According to the indictment (PDF), one of the victimized companies was a New York investment firm. Posing as an investment adviser at another company, the duo instructed an employee at the New York firm to wire $25,200 into a fake account that they said was an “annuity fund.” They then asked for another $75,100 transfer, but by then the jig was up: the employee had already figured out that he’d been scammed.

They also went after a metal forgery in Illinois, sending an email pretending to be the CEO and instructing a staffer to wire over $85,250.50. The next day they requested another $325,500.50, but the business didn’t repeat its mistake.

When he wasn’t busy ripping off businesses with Adindu and other, unnamed gang members, Opara cooked up accounts on dating websites and struck up romance scams with US individuals. Posing as the young, hot “Barbara,” he’d instruct his marks to send money overseas and/or to receive money from BEC scams and forward the proceeds to his cronies, who were also located overseas.
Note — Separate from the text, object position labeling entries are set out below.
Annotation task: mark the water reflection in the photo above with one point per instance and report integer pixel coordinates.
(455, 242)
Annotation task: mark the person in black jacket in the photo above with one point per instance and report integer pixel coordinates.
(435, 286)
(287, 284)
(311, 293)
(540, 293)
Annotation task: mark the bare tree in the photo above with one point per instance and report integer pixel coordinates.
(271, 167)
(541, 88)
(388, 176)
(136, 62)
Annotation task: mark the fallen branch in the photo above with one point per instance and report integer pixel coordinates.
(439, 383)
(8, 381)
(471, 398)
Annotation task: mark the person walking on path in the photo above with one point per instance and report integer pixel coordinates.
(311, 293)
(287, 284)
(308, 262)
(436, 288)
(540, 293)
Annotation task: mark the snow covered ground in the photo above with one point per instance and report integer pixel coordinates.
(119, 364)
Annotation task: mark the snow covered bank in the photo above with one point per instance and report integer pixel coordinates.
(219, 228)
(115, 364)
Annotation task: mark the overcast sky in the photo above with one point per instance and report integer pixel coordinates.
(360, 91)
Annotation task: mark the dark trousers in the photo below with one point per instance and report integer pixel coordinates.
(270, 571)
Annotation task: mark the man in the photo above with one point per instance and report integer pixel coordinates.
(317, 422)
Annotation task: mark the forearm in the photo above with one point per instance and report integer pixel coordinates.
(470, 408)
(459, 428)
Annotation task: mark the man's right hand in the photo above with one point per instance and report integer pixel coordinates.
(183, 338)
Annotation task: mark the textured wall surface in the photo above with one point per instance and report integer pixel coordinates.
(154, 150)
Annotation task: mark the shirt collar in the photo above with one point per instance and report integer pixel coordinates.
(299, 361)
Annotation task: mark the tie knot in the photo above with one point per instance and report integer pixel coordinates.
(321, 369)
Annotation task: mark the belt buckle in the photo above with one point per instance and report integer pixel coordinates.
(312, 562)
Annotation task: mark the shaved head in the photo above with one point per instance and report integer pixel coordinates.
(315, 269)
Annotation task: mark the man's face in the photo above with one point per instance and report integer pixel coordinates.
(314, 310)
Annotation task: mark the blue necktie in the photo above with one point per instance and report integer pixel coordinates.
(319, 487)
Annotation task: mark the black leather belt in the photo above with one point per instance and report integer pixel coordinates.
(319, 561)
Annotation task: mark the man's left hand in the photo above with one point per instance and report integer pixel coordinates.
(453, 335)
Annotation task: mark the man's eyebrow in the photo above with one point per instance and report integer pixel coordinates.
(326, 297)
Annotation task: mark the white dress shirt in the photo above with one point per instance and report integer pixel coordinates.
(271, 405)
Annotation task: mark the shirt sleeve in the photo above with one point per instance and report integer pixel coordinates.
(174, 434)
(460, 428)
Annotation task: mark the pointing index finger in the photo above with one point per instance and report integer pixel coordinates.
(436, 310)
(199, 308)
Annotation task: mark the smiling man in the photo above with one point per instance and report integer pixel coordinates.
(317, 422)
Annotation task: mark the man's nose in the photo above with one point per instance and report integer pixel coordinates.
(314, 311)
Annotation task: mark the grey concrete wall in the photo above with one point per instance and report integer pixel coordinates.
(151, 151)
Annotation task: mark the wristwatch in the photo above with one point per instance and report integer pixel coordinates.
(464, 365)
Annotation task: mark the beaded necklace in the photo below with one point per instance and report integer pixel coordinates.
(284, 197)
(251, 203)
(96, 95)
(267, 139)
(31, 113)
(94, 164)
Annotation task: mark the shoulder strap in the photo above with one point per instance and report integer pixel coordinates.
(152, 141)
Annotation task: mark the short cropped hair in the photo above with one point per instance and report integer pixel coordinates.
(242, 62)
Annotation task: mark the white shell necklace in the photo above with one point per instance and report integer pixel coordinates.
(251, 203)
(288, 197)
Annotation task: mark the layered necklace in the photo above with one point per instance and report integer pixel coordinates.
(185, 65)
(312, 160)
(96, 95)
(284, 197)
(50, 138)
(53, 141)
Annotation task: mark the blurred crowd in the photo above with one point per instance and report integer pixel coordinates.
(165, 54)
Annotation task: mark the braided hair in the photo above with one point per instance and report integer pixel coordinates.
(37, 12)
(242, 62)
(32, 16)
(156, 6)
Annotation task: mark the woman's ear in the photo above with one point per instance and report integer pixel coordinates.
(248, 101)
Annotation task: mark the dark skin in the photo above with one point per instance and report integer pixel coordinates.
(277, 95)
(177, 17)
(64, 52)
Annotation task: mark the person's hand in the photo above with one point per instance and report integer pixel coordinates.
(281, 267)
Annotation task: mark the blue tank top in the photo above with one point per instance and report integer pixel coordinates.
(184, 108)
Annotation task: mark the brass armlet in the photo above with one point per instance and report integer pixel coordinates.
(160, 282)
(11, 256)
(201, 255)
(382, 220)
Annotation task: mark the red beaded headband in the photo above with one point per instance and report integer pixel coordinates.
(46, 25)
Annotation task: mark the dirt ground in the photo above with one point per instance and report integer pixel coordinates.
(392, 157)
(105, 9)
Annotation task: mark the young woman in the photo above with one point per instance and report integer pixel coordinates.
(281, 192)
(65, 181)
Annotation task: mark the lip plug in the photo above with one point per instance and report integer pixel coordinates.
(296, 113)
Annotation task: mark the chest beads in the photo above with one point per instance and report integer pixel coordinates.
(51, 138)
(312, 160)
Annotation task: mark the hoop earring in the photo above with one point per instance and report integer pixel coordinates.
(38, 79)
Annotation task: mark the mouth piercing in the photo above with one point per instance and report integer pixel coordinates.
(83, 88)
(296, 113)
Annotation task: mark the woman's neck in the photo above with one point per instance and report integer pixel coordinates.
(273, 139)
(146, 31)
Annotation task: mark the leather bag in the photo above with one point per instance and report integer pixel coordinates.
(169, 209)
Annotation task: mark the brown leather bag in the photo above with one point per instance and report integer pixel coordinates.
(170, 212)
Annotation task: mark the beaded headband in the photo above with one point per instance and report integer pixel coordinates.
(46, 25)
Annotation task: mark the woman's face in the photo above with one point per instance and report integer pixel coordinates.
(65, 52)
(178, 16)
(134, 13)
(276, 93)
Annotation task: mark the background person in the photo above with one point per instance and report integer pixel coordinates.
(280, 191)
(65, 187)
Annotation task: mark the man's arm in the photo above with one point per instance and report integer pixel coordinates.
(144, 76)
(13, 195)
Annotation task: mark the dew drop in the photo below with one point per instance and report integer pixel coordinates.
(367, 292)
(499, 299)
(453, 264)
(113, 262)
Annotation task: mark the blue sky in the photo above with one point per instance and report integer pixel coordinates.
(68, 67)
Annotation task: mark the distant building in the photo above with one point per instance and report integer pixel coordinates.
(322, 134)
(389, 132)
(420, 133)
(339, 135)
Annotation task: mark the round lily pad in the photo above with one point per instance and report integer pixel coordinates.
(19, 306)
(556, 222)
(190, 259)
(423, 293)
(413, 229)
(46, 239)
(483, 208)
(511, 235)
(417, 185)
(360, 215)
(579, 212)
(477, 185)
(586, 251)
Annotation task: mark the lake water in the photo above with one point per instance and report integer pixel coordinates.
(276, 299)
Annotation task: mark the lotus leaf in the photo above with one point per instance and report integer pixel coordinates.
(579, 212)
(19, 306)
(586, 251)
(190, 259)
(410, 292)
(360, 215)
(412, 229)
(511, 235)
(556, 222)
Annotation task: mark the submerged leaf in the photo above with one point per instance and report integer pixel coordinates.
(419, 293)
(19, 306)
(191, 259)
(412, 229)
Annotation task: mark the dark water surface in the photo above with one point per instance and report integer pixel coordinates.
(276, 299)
One of his victims sent over $600,000 of their own money to bank accounts controlled by the crooks. Opara went after another 14 individuals, at least, on dating websites, setting them up to receive funds from his BEC scams into their bank accounts and to then transfer the proceeds to overseas bank accounts.

We have to sympathize with the lovelorn who fall for these cruddy come-ons. If you’ve got friends or family stuck in these spider-web fantasies, please do try to convince them that online, all too often, people aren’t who they claim to be.

If your company has been hit by BEC, the first thing on your mind might be your job, or your shareholders, or your employees. But after you get over the shock and triage the damage, please do make sure to report it to the authorities. An important part of battling these kind of scams is making sure that law enforcement knows about them.

To that end, in the US, you can report the scam by filing a complaint with the IC3. In the UK, such instances should be reported to Action Fraud.